I hadn't realised I'd stopped to stare at it, until Molly moved in close beside me, and waved a hand in front of my mask.

"We really don't have time for sightseeing, Eddie."

"I know! I know, but… look at it. I've never seen anything like that. Ugly as sin and twice as old. When we're finished with Area 52, and assuming we and the world are still around, we have got to come back here. Get the family archaeologists on the job."

"I wouldn't," said Molly. "You might wake what's in there."

I looked at Molly, and then back at the frozen city. "Ah… You mean that's… Hmm. I think I'll ask the Armourer if he's got any of those thermonukes left."

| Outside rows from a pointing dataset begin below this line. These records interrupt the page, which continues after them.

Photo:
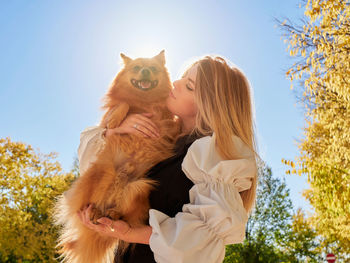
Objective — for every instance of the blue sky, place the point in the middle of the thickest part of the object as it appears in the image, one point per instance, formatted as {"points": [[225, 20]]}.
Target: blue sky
{"points": [[59, 57]]}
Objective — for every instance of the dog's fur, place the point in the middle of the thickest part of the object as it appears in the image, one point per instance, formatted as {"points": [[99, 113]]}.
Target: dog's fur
{"points": [[115, 183]]}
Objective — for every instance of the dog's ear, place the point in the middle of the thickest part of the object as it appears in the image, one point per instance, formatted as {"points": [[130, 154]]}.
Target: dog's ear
{"points": [[126, 59], [160, 57]]}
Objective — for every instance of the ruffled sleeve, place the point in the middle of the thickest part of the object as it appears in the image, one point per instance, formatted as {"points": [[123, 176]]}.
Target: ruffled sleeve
{"points": [[215, 215], [91, 142]]}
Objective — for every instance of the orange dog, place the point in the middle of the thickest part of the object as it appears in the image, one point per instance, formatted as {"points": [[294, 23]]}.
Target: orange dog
{"points": [[115, 183]]}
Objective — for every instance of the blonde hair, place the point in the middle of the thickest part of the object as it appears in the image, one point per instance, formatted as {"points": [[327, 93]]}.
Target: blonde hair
{"points": [[224, 102]]}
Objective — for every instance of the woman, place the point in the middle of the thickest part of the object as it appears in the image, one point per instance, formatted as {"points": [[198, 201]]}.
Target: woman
{"points": [[207, 189]]}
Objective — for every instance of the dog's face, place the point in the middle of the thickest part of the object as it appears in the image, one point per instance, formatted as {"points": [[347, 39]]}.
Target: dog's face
{"points": [[142, 79]]}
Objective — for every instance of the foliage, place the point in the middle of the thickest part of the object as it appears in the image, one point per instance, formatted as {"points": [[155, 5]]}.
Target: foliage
{"points": [[321, 49], [29, 183], [273, 234]]}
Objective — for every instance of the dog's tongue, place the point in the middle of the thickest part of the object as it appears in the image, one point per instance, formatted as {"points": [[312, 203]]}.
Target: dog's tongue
{"points": [[145, 84]]}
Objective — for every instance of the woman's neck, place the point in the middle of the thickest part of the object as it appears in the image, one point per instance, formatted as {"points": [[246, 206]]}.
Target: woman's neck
{"points": [[187, 125]]}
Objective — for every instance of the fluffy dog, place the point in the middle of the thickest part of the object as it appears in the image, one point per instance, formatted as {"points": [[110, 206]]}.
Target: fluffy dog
{"points": [[116, 183]]}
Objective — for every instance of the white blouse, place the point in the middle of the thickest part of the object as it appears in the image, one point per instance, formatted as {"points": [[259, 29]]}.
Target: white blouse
{"points": [[215, 216]]}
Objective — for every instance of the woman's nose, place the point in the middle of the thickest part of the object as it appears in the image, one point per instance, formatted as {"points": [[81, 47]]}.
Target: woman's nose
{"points": [[175, 84]]}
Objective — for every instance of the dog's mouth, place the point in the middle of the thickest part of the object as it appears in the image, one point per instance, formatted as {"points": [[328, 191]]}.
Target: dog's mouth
{"points": [[144, 84]]}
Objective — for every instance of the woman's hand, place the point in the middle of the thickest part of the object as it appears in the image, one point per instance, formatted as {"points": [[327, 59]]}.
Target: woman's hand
{"points": [[138, 124], [117, 229]]}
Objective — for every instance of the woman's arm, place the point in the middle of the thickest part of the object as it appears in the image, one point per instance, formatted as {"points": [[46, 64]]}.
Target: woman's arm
{"points": [[215, 215]]}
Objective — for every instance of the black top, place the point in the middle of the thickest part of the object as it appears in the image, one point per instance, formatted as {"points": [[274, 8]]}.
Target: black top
{"points": [[169, 196]]}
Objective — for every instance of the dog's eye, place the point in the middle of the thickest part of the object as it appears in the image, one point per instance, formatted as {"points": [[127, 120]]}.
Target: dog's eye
{"points": [[154, 69], [136, 68]]}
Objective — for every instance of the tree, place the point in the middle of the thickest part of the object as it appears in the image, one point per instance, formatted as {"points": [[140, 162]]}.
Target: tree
{"points": [[29, 183], [321, 49], [270, 229]]}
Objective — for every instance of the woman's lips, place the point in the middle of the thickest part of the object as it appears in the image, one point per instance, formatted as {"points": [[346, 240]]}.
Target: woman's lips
{"points": [[172, 95]]}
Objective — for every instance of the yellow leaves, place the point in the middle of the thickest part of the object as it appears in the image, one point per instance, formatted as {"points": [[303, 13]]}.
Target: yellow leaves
{"points": [[325, 150], [29, 185]]}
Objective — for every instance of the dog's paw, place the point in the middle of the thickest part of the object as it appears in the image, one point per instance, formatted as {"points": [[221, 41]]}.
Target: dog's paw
{"points": [[113, 214], [95, 214]]}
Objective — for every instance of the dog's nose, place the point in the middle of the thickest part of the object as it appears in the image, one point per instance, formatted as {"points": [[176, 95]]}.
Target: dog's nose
{"points": [[145, 72]]}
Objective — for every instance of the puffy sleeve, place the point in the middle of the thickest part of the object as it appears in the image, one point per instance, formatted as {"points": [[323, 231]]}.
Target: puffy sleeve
{"points": [[215, 215], [91, 142]]}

Maybe half an hour later, I walked right into an invisible force shield, bounced off, and fell backwards onto my arse in the snow. Molly laughed so hard she hurt herself, and ended up curled into a ball, turning slowly in midair. I got to my feet with as much dignity as I could muster, and prodded the air with a golden fingertip. I could feel the shield but not see it, even with my Sight. And it didn't take me long to figure out that the field extended a long way in every direction, presumably surrounding Area 52 completely. The shield was entirely scientific in nature, as far as I could tell. My Sight wasn't showing me any magics, and when Molly finally got her giggles under control, she confirmed it. She did blast the shield a few times, with various nasty spells, just to please me, but everything she threw at the shield just slid off. Magic and science really don't get on. Most of the time they just pretend the other doesn't exist.

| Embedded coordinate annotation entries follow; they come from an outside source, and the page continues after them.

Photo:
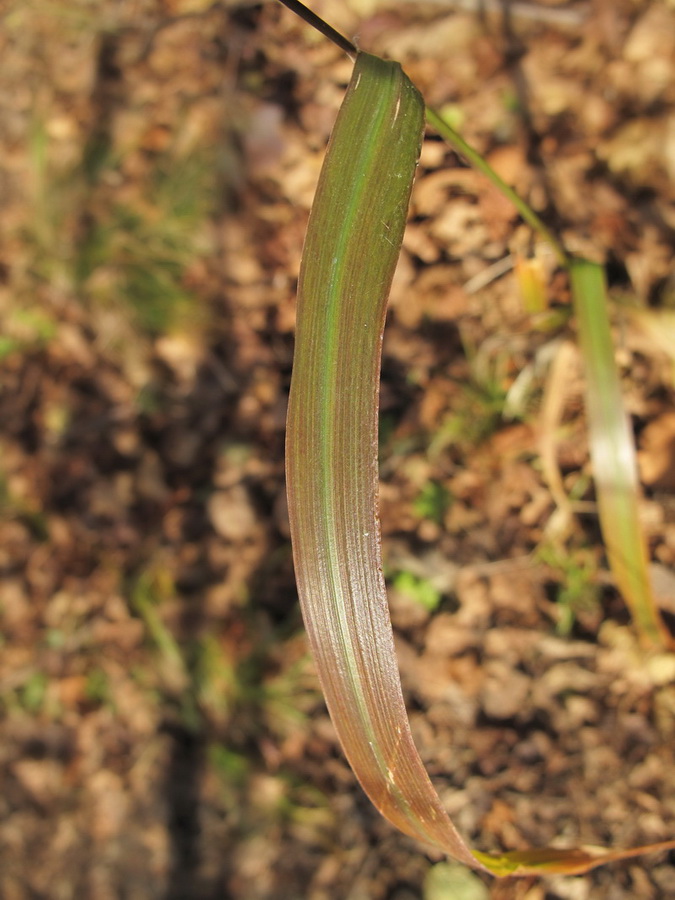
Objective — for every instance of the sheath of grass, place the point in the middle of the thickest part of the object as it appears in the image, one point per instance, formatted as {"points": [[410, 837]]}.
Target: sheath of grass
{"points": [[351, 249], [613, 454]]}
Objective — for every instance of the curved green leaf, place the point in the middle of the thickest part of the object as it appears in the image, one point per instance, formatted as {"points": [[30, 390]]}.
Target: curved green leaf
{"points": [[351, 249]]}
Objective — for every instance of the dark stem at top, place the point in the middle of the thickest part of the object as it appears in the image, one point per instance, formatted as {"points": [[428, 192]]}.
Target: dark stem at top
{"points": [[323, 27]]}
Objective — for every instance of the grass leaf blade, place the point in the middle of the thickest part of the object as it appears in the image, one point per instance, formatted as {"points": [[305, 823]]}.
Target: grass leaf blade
{"points": [[351, 249], [613, 453]]}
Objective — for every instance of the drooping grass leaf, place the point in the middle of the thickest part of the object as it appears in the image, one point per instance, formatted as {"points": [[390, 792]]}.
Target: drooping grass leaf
{"points": [[351, 248], [613, 454]]}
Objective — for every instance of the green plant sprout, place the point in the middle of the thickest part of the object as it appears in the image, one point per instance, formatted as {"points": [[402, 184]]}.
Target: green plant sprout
{"points": [[352, 244]]}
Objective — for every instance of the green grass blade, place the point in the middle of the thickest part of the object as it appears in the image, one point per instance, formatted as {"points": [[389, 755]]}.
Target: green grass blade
{"points": [[351, 249], [352, 245], [613, 453]]}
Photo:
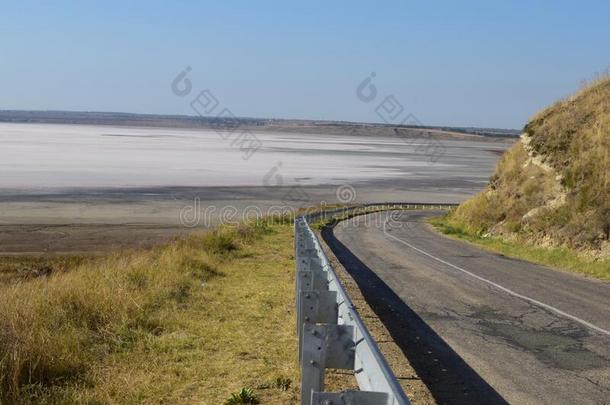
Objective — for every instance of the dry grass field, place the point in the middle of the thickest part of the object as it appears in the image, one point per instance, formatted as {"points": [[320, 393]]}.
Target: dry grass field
{"points": [[191, 321]]}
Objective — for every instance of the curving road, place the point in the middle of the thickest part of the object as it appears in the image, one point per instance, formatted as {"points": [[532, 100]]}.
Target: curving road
{"points": [[477, 326]]}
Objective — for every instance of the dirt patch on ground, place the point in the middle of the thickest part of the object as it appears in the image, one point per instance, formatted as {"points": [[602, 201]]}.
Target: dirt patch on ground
{"points": [[77, 239]]}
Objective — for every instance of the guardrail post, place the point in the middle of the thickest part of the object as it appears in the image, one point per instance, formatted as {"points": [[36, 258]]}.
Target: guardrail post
{"points": [[324, 346], [350, 398], [316, 307]]}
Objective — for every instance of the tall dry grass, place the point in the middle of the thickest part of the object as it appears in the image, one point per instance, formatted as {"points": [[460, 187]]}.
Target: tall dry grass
{"points": [[568, 205], [55, 330]]}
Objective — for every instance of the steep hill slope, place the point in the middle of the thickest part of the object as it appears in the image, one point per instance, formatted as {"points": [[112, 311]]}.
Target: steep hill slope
{"points": [[552, 188]]}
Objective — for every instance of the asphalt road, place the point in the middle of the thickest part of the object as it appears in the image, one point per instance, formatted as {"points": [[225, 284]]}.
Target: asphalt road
{"points": [[479, 327]]}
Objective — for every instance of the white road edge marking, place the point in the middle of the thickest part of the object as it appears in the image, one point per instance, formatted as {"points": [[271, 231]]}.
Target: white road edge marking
{"points": [[498, 286]]}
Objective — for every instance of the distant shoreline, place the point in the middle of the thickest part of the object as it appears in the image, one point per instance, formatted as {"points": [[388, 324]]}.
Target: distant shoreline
{"points": [[253, 124]]}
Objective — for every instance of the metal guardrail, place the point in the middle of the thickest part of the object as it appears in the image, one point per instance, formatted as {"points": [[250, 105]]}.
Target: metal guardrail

So, when in doubt, hit it. I retracted my snowshoes, planted my golden feet firmly in the heavy snow, reared back and hit the invisible force shield with all my strength. I gave it everything I had, everything the armour had, and the force shield didn't react in the least. I hit it again and again, summoning up all the strength in my armour and delivering it through one heavy golden fist, and the shield began to resonate, like a struck gong. Great ripples spread out across the snow, digging themselves deeper and deeper with every blow, until finally… I just stopped. I wasn't tired, and my hand didn't hurt, but it was clear I wasn't getting anywhere. I growled and shook my head, and took a moment to get my breath back.